Teixeira remonta o cenário na juventude eletrizada pelo direito à revolução, do mundo ou do seu próprio nariz, fazia da boemia e da vida noturna um debate existencial. Os jovens estavam impregnados de sonhos e combatiam o silêncio e o doloroso cale-se promulgado pelas manchetes distorcidas daquele período. Lembro-me do "mar de lama" alardeado pelos lacerdistas contra o Getúlio e o que se viu foi o contrário durante os anos de chumbo que se sucederam. O mar de lama aumentou.

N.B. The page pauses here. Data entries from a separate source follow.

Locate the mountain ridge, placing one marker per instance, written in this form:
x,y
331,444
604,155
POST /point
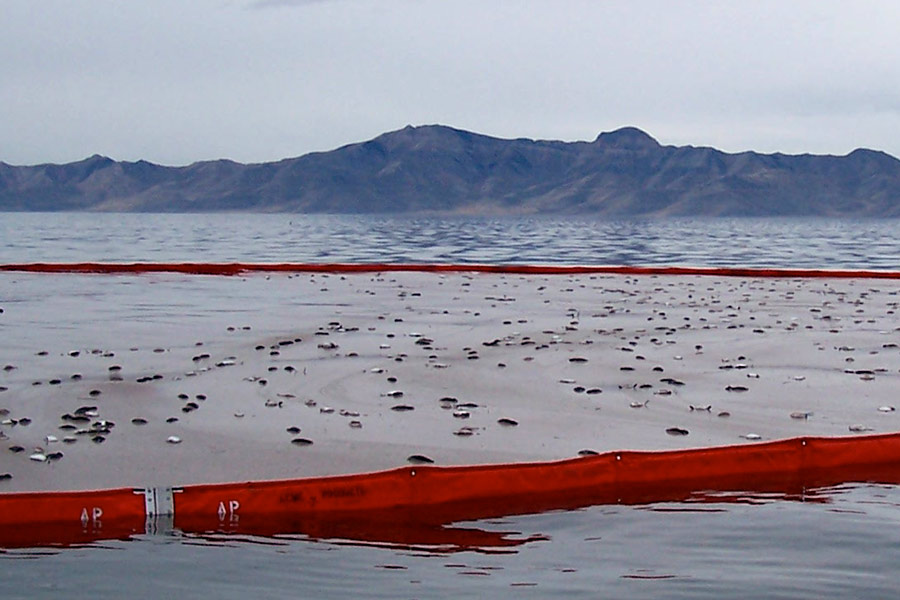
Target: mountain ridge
x,y
444,170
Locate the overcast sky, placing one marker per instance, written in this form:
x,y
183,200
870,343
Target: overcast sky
x,y
176,81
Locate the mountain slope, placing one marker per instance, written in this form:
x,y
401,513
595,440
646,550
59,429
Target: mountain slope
x,y
438,169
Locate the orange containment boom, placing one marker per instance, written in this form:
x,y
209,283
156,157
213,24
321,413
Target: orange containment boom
x,y
413,505
245,268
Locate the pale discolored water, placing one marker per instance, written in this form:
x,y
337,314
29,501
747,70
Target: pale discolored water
x,y
838,542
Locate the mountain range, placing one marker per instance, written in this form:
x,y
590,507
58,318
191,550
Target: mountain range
x,y
435,169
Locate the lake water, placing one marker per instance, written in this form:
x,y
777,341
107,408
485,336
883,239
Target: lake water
x,y
836,542
806,243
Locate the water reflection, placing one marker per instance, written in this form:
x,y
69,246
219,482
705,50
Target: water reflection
x,y
777,242
438,529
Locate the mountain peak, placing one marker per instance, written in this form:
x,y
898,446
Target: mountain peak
x,y
627,138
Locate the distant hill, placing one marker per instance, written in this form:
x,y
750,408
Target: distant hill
x,y
437,169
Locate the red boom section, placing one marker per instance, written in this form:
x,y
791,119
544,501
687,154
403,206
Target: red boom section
x,y
414,505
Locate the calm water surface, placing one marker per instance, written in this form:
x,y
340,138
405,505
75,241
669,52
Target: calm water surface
x,y
320,238
844,543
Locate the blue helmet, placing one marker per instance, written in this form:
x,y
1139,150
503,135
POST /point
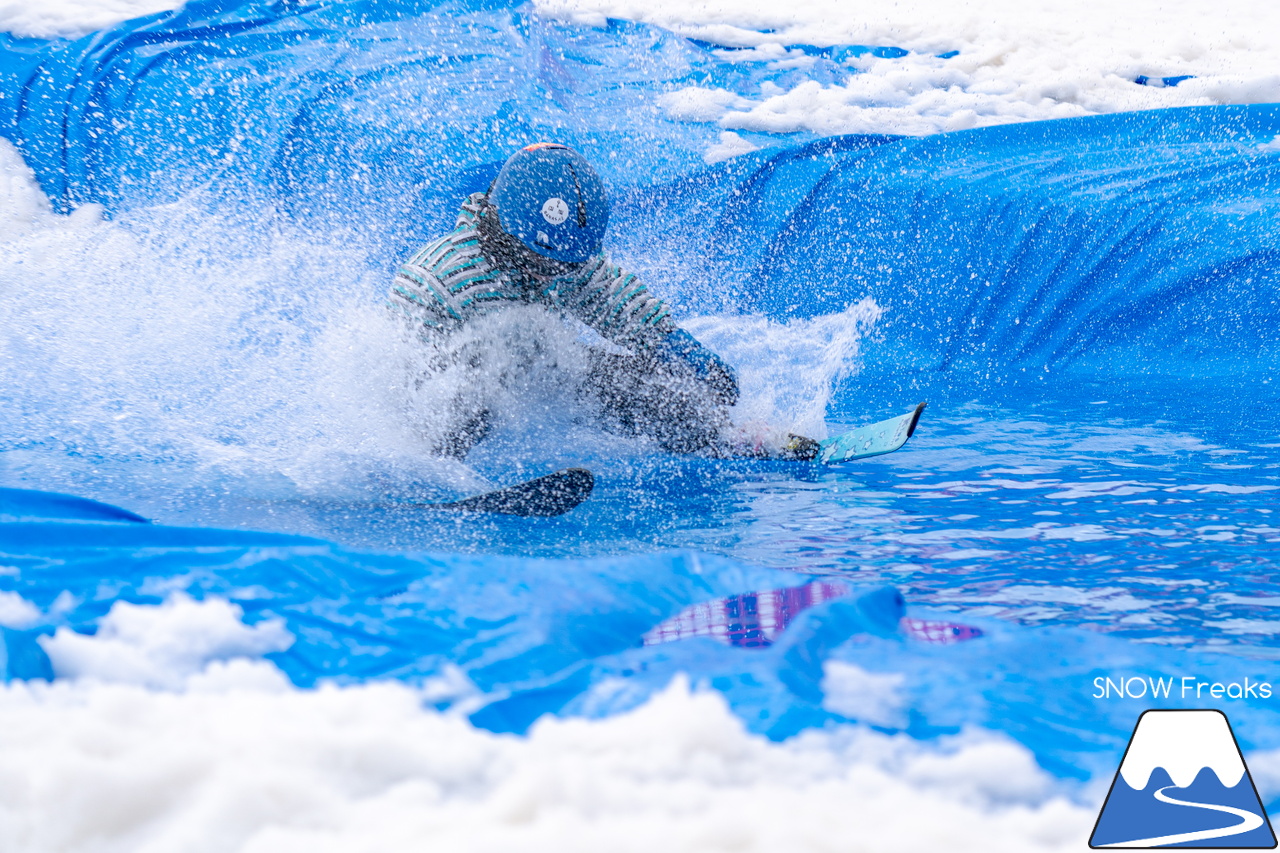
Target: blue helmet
x,y
551,199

As discussões tinham um QG: era a lendária esquina maldita, a vibrante quadra entre a Osvaldo Aranha e a Sarmento Leite. Uma quadra de espaço aberto, democrático, despretensioso. Revoluções mentais e ações políticas espocavam nas mesas de bar por ali. Paulo César, que era frequentador da época e do local, coletou testemunhos dos ativistas e devolve à memória da cidade a herança das coisas produzidas por ali.
Júlio Conte, por exemplo, concretiza: "muito do que se produziu de arte e cultura na cidade, nasceu na Esquina Maldita". Vanderlei Falkenberg, numa clara demonstração de que tínhamos sonhos: "Acreditávamos que, com o fim da ditadura, todos seríamos felizes". E esta complexa simplicidade nos movia da universidade ou da militância sindical aos bares.
Falava-se de nós, falava-se de eu. Sim, havia uma individualidade, mas mesmo esta desembocava numa caminhada rumo a revolução de um coletivo. Foi o caso da Nega Lu que com sua bravura de negro, "bicha" e maluco, fez muita gente "sair do armário" e assumir sua plenitude, seus desejos e lutar pelo fim da homofobia. Lutamos ainda.
Se um jovem "hypster" lê o Esquina Maldita, vai entender que a modernidade está sempre começando e se esgotando, movimentos e contra movimentos nos forjam desde sempre. E vai entender que houve uma rede social off line poderosíssima, ácida e recheada de picardia. "Ficávamos de pé, sem parar de beber ou conversar, enquanto os policiais revistavam nossos bolsos", diz Eduardo San Martin. Era a resistência e a ironia. Uma tribo e um movimento social, contestatório, de luta contra a ditadura. Atualmente tem gente que fica na Cidade Baixa, fazendo exatamente a mesma coisa, mas é tudo mais "eu", menos tribal, menos cultural, mais no abismo vazio, do eu por mim mesmo. Meus feitos minha glória juvenil.
Claro que ali nem tudo era clareza, nem tudo eram luzes "para falar a verdade, não sei bem o que fazíamos quando estávamos loucos", diz, corajosamente, Wesley Coll. Ainda assim, pela esquina da Sarmento Leite com a Osvaldo Aranha, pelo Alaska, Marius, Copa 70 e Estudantil passaram figuras ilustres de nossa cidade. Uma geração se formou ali.
Se você hoje acha seu pai, sua mãe, seu tio e tia caretas; largue o tablet, compre um exemplar do Esquina Maldita e confere o que eles estavam fazendo numa época em que compartilhar não era ação do Facebook. Os revolucionários daquele tempo não mudaram na essência, eles mudaram o ritmo e, talvez, o estilo. Se você ainda quiser mudar algo que não parece certo, olha para sua casa, ali deve ter um revolucionário. Se você quiser começar uma transformação, me chama; se eu já não estiver lá, vou contigo!